The AR glasses have the potential to replace the iPhone over time, providing the ability for the product to move the needle for Apple. The tech giant is on the path to $400 billion in annual sales, so any product amounting to less than 5% of sales won’t even qualify as a moonshot.
Back To Trend
The below chart highlights the problems with Apple trading over 30x forward earnings estimates in early 2022. The tech giant doesn’t have a history of the growth warranting a high multiple.
Outside of the big FY21 boost to sales from covid, Apple has at least 5 out of the last 7 years with meager growth. The current consensus estimate forecast is for only 2.5% revenue growth in FY23.
At the start of January, Apple reportedly cut orders for the MacBook, Apple Watch and AirPod in a sign of the flip side of the big covid boosts in FY21. The un-named Apple supplier suggests the issue is partly due to less-than-expected demand.
The tech giant faced a tough end to 2022 with a lack of iPhone 14 supply due to Foxconn facing covid shutdowns in China. Apple has continued to both production away from China, but the company faces anger from the communist government that good undercut sales in the country.
Apple Inc. stock has rallied back to $135, placing the valuation in a stretched position again considering all of the production and demand issues along with both major moonshots fizzling. While analysts currently have earnings rebounding next year, Apple Inc. stock still trades at 20x FY24 EPS targets, with limited growth projected over the 2-year period.
Takeaway
The key investor takeaway is that Apple Inc. needs the big moonshot projects to pay off or investors are left with more years of limited growth. The constant delays in the AR/VR category provide no confidence the products will successfully boost revenues material enough to warrant a higher stock price.

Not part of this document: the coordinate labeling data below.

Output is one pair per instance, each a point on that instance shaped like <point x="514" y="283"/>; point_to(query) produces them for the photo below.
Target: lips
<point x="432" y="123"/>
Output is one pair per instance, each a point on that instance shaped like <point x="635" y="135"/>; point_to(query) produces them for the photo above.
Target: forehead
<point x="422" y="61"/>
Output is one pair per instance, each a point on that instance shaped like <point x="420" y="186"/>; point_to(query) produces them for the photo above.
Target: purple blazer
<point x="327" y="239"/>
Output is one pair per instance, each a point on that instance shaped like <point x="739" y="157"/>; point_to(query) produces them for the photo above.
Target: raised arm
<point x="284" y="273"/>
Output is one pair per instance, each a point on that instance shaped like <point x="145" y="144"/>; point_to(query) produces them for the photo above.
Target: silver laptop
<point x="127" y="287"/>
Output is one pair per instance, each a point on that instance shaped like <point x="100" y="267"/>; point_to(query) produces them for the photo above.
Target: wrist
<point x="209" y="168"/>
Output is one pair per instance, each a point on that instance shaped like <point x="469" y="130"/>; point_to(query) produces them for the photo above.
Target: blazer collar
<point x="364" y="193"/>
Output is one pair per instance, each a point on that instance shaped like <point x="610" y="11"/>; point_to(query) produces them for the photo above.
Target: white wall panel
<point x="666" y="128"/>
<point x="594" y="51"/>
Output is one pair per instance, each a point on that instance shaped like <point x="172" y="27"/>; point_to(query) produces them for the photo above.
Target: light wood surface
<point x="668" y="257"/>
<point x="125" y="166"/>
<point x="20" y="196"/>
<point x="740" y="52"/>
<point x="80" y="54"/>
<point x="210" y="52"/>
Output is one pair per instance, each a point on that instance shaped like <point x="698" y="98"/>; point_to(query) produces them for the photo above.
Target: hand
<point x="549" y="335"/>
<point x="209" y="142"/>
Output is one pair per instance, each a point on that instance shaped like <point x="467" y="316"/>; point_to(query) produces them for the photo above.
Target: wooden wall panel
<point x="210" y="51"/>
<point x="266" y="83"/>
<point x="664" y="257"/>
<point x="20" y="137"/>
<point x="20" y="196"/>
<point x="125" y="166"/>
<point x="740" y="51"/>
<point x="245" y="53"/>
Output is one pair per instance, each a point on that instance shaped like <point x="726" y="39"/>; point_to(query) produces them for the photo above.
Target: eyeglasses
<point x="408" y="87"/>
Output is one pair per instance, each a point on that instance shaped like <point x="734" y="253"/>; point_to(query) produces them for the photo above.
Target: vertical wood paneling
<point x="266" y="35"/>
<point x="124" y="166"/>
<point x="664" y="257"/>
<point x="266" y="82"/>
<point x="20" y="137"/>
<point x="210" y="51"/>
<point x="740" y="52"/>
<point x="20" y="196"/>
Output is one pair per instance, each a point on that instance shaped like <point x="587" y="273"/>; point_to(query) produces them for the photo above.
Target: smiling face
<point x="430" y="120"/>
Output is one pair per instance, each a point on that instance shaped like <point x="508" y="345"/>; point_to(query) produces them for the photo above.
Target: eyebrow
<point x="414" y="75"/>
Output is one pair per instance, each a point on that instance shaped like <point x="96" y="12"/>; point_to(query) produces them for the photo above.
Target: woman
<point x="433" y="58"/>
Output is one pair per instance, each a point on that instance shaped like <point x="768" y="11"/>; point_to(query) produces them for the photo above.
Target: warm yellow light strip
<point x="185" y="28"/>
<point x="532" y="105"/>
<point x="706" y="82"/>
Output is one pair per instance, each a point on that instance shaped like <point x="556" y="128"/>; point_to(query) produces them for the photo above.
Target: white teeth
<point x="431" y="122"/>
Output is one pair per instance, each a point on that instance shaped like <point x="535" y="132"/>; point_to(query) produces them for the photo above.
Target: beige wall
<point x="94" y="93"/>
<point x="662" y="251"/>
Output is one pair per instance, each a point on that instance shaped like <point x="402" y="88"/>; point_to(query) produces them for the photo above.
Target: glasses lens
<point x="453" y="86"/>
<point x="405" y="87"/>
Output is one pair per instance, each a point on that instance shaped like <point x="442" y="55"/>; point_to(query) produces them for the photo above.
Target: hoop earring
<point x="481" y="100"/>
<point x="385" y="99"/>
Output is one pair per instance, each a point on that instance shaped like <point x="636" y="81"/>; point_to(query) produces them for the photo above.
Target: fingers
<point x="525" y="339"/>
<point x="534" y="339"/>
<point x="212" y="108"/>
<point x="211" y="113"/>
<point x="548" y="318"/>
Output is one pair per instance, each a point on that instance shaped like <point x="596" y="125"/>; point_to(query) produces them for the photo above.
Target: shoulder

Apple Inc. remains a sell until the valuation equation is altered by a lower stock price, or the company successfully hits on a moonshot project.
Disclosure: I/we have no stock, option or similar derivative position in any of the companies mentioned, and no plans to initiate any such positions within the next 72 hours. I wrote this article myself, and it expresses my own opinions. I am not receiving compensation for it (other than from Seeking Alpha). I have no business relationship with any company whose stock is mentioned in this article.
Additional disclosure: The information contained herein is for informational purposes only. Nothing in this article should be taken as a solicitation to purchase or sell securities. Before buying or selling any stock, you should do your own research and reach your own conclusion or consult a financial advisor. Investing includes risks, including loss of principal.